In den Momenten, in denen ich zu Atem kam, den kalten Wind spürte, der um Harrys und meine nassen Körper zog, spürte ich zu viel, aber auch nichts.

Ich vergaß die Tatsache, wer Harry war und ließ einfach zu, dass mein Körper sich an ihn schmiegte. Ich wollte nicht, dass er mich gehen ließ und ich wollte nicht, dass er mich nun alleine ließ. Das Adrenalin, das in mir pumpte, war zu heftig, um alleine damit klarzukommen. Jetzt gerade brauchte ich jemanden wie ihn einfach bei mir, es schien, als wäre es das Einzige, das mir übrig blieb.

Und ich wusste, er würde mich nicht gehen lassen.

„Annemarie", holte mich eine tiefe Stimme aus einer Starre, in der ich heftig zitterte und mit den Zähnen klappert, Harrys kalte Hände auf meinen Armen spürte. Liam kniete sich neben uns und hielt eine Decke unter seinem Arm. Neben ihm war ein weiterer Mann, der ebenso ein rotes Kreuz auf seinem Helm hatte. „Komm, du musst ins Warme."

Ich nickte frierend, begriff die ganze Situation noch nicht und nahm die vielen Männer um uns herum kaum war.

„Liam", säuselte Harry, dessen Griff um meinen Körper schwächer wurde.
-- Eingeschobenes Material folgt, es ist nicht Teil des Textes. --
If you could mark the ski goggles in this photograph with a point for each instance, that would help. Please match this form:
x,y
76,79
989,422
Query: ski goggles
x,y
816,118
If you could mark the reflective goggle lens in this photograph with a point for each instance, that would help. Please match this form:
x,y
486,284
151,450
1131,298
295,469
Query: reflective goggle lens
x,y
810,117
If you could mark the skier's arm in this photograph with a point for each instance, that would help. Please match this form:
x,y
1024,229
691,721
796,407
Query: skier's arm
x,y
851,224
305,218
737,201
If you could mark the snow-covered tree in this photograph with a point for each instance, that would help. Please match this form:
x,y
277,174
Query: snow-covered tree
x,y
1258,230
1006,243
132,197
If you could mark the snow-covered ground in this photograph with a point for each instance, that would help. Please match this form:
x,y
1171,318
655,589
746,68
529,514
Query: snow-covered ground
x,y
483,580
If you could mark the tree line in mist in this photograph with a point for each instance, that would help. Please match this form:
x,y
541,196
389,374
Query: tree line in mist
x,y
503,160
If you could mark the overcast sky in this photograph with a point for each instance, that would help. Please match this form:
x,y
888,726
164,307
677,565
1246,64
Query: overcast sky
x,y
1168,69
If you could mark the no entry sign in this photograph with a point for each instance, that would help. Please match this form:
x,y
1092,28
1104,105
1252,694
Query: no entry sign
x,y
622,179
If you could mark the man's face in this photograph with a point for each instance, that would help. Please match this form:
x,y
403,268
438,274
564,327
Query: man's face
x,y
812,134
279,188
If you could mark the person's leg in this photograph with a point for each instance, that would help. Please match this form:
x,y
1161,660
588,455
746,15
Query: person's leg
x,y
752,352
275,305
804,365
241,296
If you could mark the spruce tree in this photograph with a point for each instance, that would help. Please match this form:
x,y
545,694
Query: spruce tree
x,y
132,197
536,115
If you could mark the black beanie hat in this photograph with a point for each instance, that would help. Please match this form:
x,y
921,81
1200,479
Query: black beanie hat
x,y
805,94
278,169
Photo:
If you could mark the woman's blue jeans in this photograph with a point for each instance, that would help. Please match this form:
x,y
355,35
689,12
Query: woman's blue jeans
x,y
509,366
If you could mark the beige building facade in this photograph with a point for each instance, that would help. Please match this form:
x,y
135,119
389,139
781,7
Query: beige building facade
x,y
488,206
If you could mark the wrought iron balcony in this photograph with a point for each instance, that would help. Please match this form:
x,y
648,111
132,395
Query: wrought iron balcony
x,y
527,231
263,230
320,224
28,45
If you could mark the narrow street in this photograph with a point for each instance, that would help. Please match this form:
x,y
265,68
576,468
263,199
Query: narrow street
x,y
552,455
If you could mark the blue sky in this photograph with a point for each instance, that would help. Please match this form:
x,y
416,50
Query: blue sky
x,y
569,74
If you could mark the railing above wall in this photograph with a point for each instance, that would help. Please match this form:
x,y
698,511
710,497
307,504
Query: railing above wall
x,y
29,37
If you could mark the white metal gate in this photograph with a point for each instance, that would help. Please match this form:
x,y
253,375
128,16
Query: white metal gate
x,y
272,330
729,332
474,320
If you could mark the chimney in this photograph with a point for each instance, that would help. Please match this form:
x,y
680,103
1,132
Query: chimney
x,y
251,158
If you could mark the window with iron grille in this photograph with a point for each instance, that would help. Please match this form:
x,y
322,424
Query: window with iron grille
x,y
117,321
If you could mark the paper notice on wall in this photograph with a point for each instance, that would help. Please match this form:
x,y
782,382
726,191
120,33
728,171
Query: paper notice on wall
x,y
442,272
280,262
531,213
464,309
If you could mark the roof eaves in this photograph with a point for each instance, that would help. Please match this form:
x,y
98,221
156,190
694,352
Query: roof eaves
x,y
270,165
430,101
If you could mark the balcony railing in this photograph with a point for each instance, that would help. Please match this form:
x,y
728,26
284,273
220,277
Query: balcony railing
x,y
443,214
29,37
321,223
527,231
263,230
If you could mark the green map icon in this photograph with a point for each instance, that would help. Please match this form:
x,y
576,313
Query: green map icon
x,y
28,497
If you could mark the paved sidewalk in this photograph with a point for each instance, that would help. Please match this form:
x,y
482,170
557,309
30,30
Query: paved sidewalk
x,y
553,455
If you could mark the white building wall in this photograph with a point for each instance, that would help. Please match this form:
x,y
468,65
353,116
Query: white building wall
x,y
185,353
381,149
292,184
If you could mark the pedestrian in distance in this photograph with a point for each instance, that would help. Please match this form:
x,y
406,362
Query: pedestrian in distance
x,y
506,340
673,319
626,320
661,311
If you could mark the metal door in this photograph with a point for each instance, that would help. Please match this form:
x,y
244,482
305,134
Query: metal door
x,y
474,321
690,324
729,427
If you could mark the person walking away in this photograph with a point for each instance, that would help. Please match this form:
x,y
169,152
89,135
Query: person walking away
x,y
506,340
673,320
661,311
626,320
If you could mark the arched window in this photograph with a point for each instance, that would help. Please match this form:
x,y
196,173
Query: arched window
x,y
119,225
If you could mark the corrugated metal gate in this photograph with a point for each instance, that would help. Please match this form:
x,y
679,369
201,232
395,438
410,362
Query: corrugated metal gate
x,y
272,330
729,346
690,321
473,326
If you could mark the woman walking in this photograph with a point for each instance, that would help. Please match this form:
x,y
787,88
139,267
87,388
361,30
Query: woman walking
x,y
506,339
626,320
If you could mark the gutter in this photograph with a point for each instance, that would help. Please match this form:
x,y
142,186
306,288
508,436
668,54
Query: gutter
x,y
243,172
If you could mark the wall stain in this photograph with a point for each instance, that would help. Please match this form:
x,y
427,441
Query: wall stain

Er starrte erschöpft auf einen Fleck in der Wiese unter uns. „Es gibt ... ein Problem."

Liam runzelte die Stirn, während der andere Mann mich vorsichtig von Harrys Beinen hob und mir die Decke um die Schultern warf. Mein Blick jedoch blieb auf Harry, der wie erstarrt sitzen blieb und sich mit dem rechten Arm abstützte. Etwas stimmte nicht, es schien, als hätte er Schmerzen.

Und plötzlich sprang Liam auf. „Verdammt!", fluchte er und drehte sich zu den Männern, die verteilt umherliefen. „Baut ein Zelt auf! Und mein Rucksack! Ich brauche meinen Rucksack!"

Als er sich wieder neben Harry kniete und dieser sich auf den Rücken fallen ließ, stach es mir erst ins Auge.

Ein riesiger Blutfleck bildete sich auf der rechten Seite seiner Hose.

„Du kannst laufen, richtig?", fragte Liam Harry, der die Augen schloss und nickte.

„Raste nicht aus", brummte Harry und stemmte sich hoch, hielt sich dabei die Hand über den Blutfleck, worauf diese sofort rot wurde. „Es ist nur-"

„Nein, es ist nicht nur", unterbrach Liam ihn harsch und half ihm hoch. Er stützte Harry und wand sich an mich und den anderen Sanitäter. „Ich kümmere mich um ihn, hilf erst ihr und der Kleinen, dann kommst du zu mir."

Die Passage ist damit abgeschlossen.